Central to this promising therapy is the use of a toll-like receptor (TLR) 7/8 agonist embedded within a biodegradable scaffold implanted in the resection cavity. TLR7 and TLR8 are pattern recognition receptors known to activate innate immune mechanisms that reignite anti-tumor immunity. By localizing the delivery of this immune stimulant, the scaffold acts as a microenvironmental modulator, recruiting and activating immune cells in proximity to residual cancer cells, thus transforming a typically immunosuppressive niche into an immune hotbed.
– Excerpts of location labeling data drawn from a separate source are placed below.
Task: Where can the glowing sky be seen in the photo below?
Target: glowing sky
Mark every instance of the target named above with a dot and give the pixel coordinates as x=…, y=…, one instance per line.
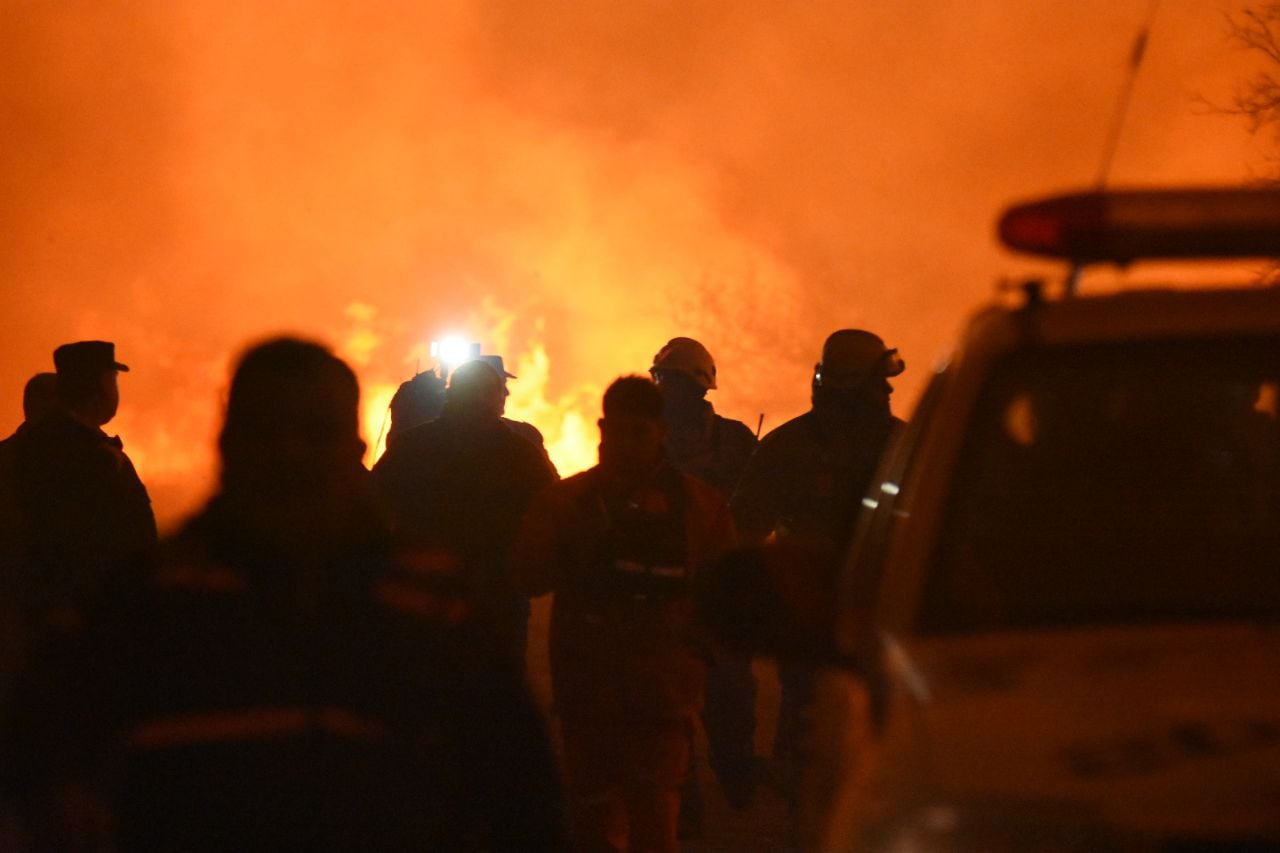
x=571, y=183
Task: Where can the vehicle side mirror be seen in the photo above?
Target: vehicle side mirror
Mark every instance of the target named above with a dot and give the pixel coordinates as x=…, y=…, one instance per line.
x=772, y=601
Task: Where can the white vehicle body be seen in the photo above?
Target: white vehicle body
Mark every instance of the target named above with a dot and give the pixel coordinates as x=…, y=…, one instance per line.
x=1070, y=701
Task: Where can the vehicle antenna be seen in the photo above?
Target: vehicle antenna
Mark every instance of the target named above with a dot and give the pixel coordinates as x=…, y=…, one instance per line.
x=1121, y=109
x=1118, y=117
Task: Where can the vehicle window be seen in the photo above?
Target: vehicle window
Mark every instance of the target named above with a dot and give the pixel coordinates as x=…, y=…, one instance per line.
x=1112, y=484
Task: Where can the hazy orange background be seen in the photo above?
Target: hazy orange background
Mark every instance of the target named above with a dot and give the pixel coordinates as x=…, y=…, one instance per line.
x=570, y=183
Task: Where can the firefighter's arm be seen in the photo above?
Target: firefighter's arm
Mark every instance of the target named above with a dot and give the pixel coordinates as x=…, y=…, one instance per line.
x=754, y=502
x=535, y=565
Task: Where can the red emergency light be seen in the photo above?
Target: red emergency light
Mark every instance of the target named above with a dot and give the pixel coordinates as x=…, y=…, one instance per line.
x=1133, y=224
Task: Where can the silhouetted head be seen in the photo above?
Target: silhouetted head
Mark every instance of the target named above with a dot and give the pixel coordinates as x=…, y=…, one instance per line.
x=291, y=436
x=501, y=369
x=478, y=393
x=40, y=396
x=87, y=379
x=685, y=365
x=854, y=372
x=632, y=429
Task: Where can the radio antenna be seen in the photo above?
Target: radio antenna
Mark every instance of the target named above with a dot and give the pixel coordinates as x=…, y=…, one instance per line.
x=1121, y=109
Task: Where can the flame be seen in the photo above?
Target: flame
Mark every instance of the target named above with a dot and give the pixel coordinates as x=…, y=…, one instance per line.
x=565, y=422
x=565, y=419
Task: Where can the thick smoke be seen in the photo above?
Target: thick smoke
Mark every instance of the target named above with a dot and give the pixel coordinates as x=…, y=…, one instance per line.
x=575, y=179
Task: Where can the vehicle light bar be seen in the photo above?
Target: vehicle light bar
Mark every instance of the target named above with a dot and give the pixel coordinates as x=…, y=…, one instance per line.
x=1127, y=226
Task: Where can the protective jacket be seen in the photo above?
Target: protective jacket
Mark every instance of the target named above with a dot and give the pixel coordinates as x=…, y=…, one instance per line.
x=245, y=705
x=624, y=641
x=711, y=447
x=83, y=511
x=809, y=475
x=460, y=489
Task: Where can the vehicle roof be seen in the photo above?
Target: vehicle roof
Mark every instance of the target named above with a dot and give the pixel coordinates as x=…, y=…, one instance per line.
x=1132, y=315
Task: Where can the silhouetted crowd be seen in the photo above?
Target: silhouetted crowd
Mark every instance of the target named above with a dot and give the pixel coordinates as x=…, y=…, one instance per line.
x=327, y=657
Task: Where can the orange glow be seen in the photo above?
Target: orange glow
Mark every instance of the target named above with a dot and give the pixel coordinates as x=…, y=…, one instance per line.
x=568, y=183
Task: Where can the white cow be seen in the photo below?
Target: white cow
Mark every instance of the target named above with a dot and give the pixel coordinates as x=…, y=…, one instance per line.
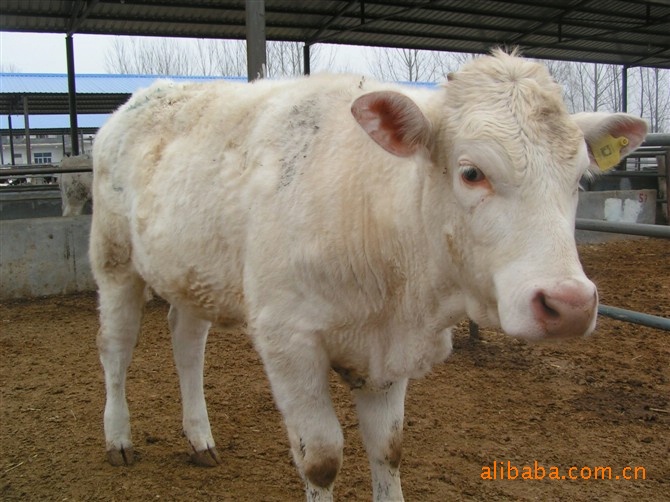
x=351, y=223
x=75, y=188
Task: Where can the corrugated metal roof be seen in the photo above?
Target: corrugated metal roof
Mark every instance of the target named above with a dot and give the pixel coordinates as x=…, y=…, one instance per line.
x=634, y=33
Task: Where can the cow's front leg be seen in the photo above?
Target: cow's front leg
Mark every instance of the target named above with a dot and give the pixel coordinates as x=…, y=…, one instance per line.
x=298, y=367
x=189, y=336
x=121, y=305
x=380, y=414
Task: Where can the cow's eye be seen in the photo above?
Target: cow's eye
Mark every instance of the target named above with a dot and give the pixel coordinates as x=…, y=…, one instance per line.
x=472, y=174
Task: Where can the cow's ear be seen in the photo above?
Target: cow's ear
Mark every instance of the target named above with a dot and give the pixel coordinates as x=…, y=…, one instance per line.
x=610, y=136
x=393, y=121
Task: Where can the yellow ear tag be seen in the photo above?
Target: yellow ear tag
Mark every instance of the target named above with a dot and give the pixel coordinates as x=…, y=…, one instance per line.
x=607, y=151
The biodegradable scaffold itself is engineered with meticulous precision, crafted from materials that degrade safely and predictably in the brain over a set timeframe. This controlled degradation is critical, ensuring a sustained release of the TLR7/8 agonist that prolongs immune activation without triggering systemic toxicity. The localized delivery method circumvents the challenges of systemic immunotherapy, including off-target side effects and poor blood-brain barrier penetration, which have limited previous attempts at immunomodulation in glioblastoma.

Experimental validation of this scaffold-based delivery system was conducted in murine models simulating post-surgical glioblastoma treatment. The results were striking: mice that received the TLR7/8 agonist-laden scaffold demonstrated complete tumor clearance in a significantly higher proportion compared to controls. More impressively, these animals exhibited robust immunological memory, enabling resistance to subsequent tumor challenges, a key indicator of long-lasting protective immunity—a milestone rarely achieved in glioblastoma models.
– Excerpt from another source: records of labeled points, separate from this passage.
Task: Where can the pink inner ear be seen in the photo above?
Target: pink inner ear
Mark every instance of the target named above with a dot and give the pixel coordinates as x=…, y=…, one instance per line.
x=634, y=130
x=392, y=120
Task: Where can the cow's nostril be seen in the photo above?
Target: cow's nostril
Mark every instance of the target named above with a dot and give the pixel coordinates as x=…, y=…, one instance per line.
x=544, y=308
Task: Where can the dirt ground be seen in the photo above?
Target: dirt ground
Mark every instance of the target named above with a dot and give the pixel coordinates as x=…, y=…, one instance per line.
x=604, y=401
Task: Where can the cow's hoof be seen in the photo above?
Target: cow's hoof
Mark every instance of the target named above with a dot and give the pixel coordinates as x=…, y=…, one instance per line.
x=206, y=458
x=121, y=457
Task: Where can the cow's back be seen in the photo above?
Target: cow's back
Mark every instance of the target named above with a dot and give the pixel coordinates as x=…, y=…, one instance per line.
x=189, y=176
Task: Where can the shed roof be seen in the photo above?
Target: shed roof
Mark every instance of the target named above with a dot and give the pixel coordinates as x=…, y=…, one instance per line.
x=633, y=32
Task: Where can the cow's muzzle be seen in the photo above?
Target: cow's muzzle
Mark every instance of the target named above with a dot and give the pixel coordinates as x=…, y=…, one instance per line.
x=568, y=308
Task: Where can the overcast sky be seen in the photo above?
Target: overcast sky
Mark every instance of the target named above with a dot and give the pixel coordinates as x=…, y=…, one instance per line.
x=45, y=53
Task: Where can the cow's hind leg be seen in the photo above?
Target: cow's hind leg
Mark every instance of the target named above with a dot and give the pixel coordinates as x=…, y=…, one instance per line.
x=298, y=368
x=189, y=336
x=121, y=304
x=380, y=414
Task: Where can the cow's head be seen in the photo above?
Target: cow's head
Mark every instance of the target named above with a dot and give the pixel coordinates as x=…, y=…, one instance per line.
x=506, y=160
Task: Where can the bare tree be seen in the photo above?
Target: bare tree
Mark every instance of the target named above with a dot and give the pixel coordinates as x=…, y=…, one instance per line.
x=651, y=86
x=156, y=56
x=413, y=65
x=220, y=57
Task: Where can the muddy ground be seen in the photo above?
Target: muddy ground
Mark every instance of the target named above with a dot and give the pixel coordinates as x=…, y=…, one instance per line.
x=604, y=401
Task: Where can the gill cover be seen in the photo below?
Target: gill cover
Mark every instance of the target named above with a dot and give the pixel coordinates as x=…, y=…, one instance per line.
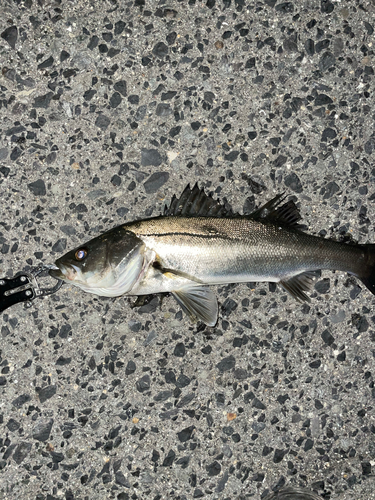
x=108, y=265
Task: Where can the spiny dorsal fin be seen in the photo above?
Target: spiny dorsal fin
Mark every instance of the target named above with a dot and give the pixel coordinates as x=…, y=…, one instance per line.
x=298, y=285
x=287, y=214
x=196, y=203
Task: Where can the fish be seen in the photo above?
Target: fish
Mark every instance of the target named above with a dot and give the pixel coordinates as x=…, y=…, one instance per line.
x=198, y=242
x=293, y=493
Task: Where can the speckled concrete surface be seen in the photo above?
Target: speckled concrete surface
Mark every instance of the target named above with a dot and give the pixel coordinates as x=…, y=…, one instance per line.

Delving deeper into the immunological landscape, researchers observed a marked increase in infiltrating cytotoxic T lymphocytes and activation markers denoting effective anti-tumor responses. The immune milieu within the treated cavities shifted from one dominated by regulatory, suppressive elements to a pro-inflammatory, tumoricidal environment. This immunodynamic shift is paramount for overcoming glioblastoma’s notorious immunosuppressive tactics, which have thereby far thwarted successful immunotherapy.
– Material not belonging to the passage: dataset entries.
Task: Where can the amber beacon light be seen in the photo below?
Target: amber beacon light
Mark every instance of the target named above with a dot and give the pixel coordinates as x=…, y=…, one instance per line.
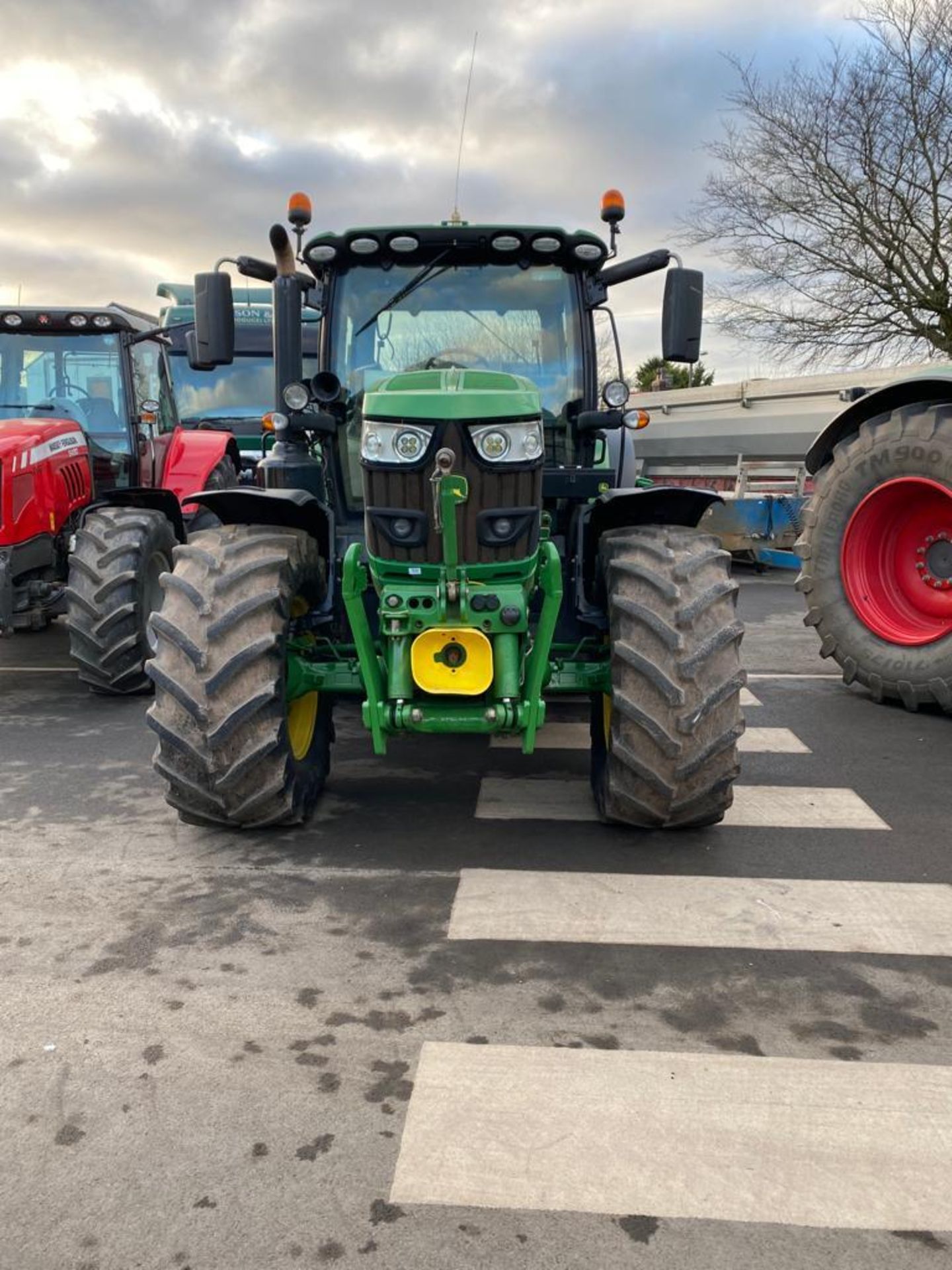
x=614, y=206
x=300, y=210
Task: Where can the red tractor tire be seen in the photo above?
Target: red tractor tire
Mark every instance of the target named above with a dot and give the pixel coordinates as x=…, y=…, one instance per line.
x=876, y=556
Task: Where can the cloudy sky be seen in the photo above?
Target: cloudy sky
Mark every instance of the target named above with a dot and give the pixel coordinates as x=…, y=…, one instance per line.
x=143, y=139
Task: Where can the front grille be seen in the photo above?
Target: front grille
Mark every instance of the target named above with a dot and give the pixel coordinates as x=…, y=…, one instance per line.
x=74, y=476
x=491, y=488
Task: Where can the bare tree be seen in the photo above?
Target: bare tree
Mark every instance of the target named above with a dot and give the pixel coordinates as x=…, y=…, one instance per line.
x=833, y=201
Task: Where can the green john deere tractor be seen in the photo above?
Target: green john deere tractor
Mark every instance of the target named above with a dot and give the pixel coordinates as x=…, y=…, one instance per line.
x=438, y=532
The implications of this research extend beyond merely improving local tumor control; it hints at a paradigm shift in how glioblastoma may be managed. Traditional therapies often rely on maximal tumor resection followed by chemotherapy and radiation, which incur significant neurotoxicity and provide marginal survival benefits. This new scaffold-based immunotherapy potentially reduces the reliance on systemic agents by harnessing the patient’s own immune system to recognize and eradicate residual disease with precision and durability.

Moreover, the modularity of the scaffold platform opens avenues for combinatorial treatments. The biodegradation rate, drug payload, and adjuvant combinations can be tailored to individual tumor biology or integrated with emerging checkpoint blockade therapies, thus amplifying therapeutic benefit through multi-modal immunotherapy regimens.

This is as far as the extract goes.